If you wish to give partial credit for an answer that contains correct elements or want to inform students about the value of their responses, you must devise ways to do this consistently. The following points offer some guidance:

1. Write model responses before giving partial credit for such work as essay writing, mathematical problem solving, laboratory assignments, or any work that you evaluate according to the quality of its various stages.

2. Tell students in sufficient detail the meaning of the grades you give to communicate the value of the work.

The following examples illustrate outlines of exemplary student work from mathematics and social studies or literature.

From mathematics. Students are given the following problem:

In a single-elimination tennis tournament, 40 players are to play for the singles championship. Determine how many matches must be played.

Evaluation

  1. Evidence that the student understood the problem, demonstrated by depiction of the problem with a graph, table, chart, equation, etc. (3 points)
  2. Use of a method for solving the problem that had potential for yielding a correct solution—for example, systematic trial and error, empirical induction, elimination, working backward. (5 points)
  3. Arrival at a correct solution. (3 points)

The three components in the evaluation were assigned points according to the weight the teacher judged each to be worth in the context of the course of study and the purpose of the test.

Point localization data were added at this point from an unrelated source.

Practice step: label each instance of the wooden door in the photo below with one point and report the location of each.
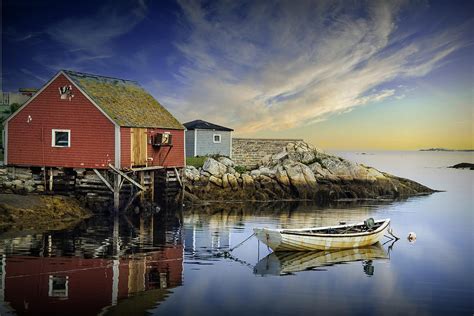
(139, 144)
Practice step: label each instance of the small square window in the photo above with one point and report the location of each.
(58, 286)
(61, 138)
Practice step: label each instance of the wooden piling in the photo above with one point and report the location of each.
(117, 181)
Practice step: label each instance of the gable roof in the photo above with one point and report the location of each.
(124, 101)
(200, 124)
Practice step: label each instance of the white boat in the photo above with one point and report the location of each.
(289, 262)
(356, 235)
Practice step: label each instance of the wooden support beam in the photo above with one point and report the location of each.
(101, 177)
(117, 180)
(142, 183)
(148, 168)
(130, 201)
(127, 177)
(152, 185)
(178, 177)
(50, 179)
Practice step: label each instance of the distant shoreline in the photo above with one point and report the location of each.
(445, 149)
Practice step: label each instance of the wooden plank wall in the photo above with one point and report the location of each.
(139, 144)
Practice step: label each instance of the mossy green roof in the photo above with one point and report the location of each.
(124, 101)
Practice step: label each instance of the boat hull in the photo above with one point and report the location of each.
(283, 240)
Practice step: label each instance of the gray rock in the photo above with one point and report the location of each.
(255, 173)
(233, 182)
(215, 180)
(300, 175)
(214, 167)
(281, 176)
(225, 180)
(226, 161)
(322, 173)
(247, 181)
(29, 188)
(205, 173)
(267, 172)
(191, 173)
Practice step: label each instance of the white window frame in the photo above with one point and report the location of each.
(53, 137)
(63, 293)
(214, 138)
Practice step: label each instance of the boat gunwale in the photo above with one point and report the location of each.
(301, 232)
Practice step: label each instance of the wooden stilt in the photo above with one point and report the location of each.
(117, 181)
(50, 179)
(142, 183)
(152, 185)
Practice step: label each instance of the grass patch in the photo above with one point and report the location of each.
(197, 162)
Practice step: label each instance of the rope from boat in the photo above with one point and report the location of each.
(390, 231)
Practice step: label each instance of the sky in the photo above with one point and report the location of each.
(354, 75)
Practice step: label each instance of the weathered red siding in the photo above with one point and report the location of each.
(92, 134)
(172, 156)
(163, 156)
(125, 149)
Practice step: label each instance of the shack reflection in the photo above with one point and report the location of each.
(87, 284)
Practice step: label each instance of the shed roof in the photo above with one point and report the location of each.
(125, 101)
(200, 124)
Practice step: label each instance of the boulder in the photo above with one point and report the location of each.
(247, 181)
(267, 172)
(214, 167)
(226, 161)
(281, 176)
(225, 180)
(301, 178)
(233, 181)
(255, 173)
(217, 181)
(295, 174)
(322, 173)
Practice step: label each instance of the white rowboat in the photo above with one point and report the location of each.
(289, 262)
(323, 238)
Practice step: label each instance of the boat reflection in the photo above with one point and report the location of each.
(285, 263)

Teachers can give full credit for a correct answer even if all the work is not shown in the response, provided that they know that students can do the work in their heads. But it is important to guard against the halo effect. This occurs when a teacher knows which student wrote which response and alters the grading of the paper depending on her or his opinion of the student. The same response should receive the same score no matter who wrote it. Use of a detailed rubric, or scoring guide, in evaluation is a way to make scoring more objective and thus to avoid any halo effects. ,p>From social studies or literature. Students are asked to respond with a 100-word essay to the following item:

Compare and contrast the development of Inuit and Navajo tools on the basis of the climates in which these two peoples live.

Evaluation

  1. The response gives evidence of specific and accurate recall of the climates in which the Inuit and Navajos live (1 point) and of Inuit and Navajo tools. (1 point)
  2. The essay develops with continuity of thought and logic. (3 points)
  3. An accurate rationale is provided for the use of the various tools in the respective climates. (3 points)
  4. An analysis comparing and contrasting the similarities and differences between the two groups and their tool development is given. (8 points)
  5. The response concludes with a summary and closure. (1 point)

These two examples should suggest ways to evaluate items in other subject areas as well. Giving partial credit for much of the work students do certainly results in a more complete evaluation of student progress than does scoring the work as merely right or wrong. The examples show how to organize objective assessments for evaluating work that does not lend itself to the simple forms of multiple-choice, true–false, completion, and matching items. Points do not have to be used to evaluate components of the responses. In many situations, some kind of evaluative descriptors might be more meaningful. Evaluative descriptors are statements describing strong and weak features of a response to an item, a question, or a project. In the mathematics example a teacher’s evaluative descriptor for item a might read, “You have drawn an excellent chart showing that you understand the meaning of the problem, and that is very good, but it seems you were careless when you entered several important numbers in your chart.” Note that each of these examples are much like rubrics and can be generalized to broad ranges of topics. If teachers and students discuss these during instruction, students will have a device that helps them understand what they are working toward and both teachers and students have a common language that they can use during instruction and in their formative assessments.